Whether we are ready or not, fall is here in full force. A common fixture in the fall is the haunted house. Large or small, permanent or temporary, professional or amateur, haunted houses are popping up everywhere. Unfortunately, haunted houses can cause nightmares for more than just those that attend. Without the proper knowledge and understanding of the codes that apply, haunted houses can be a safety nightmare as well.
Per NFPA 1, Fire Code, a haunted house is considered a special amusement building.

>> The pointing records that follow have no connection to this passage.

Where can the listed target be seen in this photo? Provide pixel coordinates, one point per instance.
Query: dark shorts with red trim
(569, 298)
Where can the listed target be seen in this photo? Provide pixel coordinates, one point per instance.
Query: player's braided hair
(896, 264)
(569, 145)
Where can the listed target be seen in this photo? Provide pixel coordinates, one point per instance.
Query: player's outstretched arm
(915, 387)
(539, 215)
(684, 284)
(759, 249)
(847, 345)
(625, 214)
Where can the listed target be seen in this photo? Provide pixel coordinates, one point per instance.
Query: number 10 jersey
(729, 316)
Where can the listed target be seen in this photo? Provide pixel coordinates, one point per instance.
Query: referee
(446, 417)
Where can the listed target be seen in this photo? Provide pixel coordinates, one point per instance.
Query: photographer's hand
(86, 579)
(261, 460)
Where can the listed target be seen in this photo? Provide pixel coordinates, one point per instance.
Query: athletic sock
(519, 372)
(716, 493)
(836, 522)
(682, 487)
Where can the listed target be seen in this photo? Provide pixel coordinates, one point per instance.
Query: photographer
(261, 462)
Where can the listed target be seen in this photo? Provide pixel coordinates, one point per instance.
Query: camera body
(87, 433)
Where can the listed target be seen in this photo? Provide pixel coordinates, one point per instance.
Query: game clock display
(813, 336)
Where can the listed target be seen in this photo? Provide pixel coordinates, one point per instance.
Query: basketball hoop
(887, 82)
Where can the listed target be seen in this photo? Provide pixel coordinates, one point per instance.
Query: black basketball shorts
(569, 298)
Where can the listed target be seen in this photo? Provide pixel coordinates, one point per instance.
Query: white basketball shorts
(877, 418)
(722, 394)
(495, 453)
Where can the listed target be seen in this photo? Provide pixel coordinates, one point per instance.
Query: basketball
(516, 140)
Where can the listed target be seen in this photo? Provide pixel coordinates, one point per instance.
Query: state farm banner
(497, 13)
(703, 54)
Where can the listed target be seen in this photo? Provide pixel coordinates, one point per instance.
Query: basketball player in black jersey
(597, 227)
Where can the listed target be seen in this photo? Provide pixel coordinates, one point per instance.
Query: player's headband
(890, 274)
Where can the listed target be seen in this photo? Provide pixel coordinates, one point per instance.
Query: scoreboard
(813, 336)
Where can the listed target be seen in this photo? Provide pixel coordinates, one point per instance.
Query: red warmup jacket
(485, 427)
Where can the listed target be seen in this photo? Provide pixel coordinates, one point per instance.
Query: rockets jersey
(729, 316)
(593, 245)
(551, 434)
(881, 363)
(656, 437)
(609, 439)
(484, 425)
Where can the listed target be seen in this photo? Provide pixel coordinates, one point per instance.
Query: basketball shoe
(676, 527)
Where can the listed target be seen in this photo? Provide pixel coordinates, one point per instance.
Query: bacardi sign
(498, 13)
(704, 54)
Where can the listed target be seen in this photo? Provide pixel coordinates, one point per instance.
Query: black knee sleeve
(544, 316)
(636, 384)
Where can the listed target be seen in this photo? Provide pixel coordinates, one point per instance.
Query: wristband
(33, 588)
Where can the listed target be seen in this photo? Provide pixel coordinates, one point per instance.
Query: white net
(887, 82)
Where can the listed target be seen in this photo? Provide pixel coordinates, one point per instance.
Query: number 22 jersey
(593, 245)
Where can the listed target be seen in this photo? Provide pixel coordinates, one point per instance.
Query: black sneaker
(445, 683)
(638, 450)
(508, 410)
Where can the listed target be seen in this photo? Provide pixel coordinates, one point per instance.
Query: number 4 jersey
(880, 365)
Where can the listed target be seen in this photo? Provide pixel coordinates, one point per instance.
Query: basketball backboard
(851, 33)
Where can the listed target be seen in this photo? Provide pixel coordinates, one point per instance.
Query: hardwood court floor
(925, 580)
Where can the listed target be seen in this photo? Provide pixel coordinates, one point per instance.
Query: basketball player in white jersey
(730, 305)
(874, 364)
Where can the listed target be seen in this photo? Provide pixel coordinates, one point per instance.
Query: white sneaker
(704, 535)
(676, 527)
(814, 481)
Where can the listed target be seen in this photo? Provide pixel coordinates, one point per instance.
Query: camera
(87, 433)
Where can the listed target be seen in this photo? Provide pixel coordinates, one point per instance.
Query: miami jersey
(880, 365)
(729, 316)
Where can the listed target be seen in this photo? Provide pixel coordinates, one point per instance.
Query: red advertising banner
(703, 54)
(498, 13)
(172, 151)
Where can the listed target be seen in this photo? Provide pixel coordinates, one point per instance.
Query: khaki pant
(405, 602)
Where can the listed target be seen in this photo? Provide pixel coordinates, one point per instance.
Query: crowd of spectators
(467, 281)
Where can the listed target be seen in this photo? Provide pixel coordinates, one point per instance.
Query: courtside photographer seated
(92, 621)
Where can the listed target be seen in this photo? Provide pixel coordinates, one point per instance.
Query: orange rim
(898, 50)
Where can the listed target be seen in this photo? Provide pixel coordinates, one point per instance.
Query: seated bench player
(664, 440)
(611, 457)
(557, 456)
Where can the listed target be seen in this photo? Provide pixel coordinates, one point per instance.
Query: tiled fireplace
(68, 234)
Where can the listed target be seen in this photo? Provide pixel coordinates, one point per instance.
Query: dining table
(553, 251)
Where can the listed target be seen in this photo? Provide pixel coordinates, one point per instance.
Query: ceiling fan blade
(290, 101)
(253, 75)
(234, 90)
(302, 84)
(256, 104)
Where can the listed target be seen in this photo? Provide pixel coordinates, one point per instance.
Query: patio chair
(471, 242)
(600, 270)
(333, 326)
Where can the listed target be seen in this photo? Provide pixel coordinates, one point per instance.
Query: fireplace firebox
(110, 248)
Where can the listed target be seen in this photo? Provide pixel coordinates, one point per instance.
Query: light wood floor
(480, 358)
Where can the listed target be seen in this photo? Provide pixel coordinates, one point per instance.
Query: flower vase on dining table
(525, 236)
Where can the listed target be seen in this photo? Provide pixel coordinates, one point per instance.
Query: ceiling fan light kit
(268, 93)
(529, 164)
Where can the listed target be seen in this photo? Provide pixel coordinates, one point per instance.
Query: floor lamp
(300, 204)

By definition, a special amusement building is "a building that is temporary, permanent, or mobile and contains a device or system that conveys passengers or provides a walkway along, around, or over a course in any direction as a form of amusement arranged so that the egress path is not readily apparent due to visual or audio distractions or an intentionally confounded egress path, or is not readily available due to the mode of conveyance through the building or structure." A special amusement building is an assembly occupancy regardless of occupant load.
Haunted houses use special effects, scenery, props, and audio and visual distractions that may cause egress paths to become not obvious. In haunted houses in particular, the presence of combustible materials and special scenery can also contribute to the fuel load should a fire occur. Because of this, the Code requirements are purposely strict to in hopes of avoiding a disastrous fire event.
Code provisions for special amusement buildings are found in Section 20.1.4 of NFPA 1. The Code requirements for haunted houses are summarized below:
- Haunted houses must apply the provisions for assembly occupancies in addition to the provisions of Section 20.1.4.
- Automatic sprinklers are required for all haunted houses. If the haunted house is considered moveable or portable, an approved temporary means is permitted to be used for water supply.
- Smoke detection is required throughout the haunted house where the nature it operates in reduced lighting and the actuation of any smoke detection device must sound an alarm at a constantly attended location on the premises.
- Actuation of sprinklers or any suppression systems, smoke detection system (having a cross zoning capability) must provide an increase in illumination of the means of egress and termination of other confusing visuals or sounds.
- Exit marking and floor proximity exit signs are required. Where designs are such that the egress path is not apparent, additional directional exit marking is required.
- Interior wall and ceiling finish materials must be Class A throughout.
- Per Section 10.8.1, emergency action plans are required.
Other requirements, not specific just to haunted houses or special amusement buildings may also apply:
- Permits (see Section 1.12)
- Seasonal buildings (see Section 10.12)
- Special outdoor events, fairs and carnivals (see Section 10.14)
As we move into the Hallween and haunted house season, its easy to get caught up in the fun and overlook the safety issues that may arise. Through the provisions in NFPA 1, which can assist code officials and fire departments enforce safe haunted houses, and NFPA's halloween resources for consumers, everyone can stay safe this season.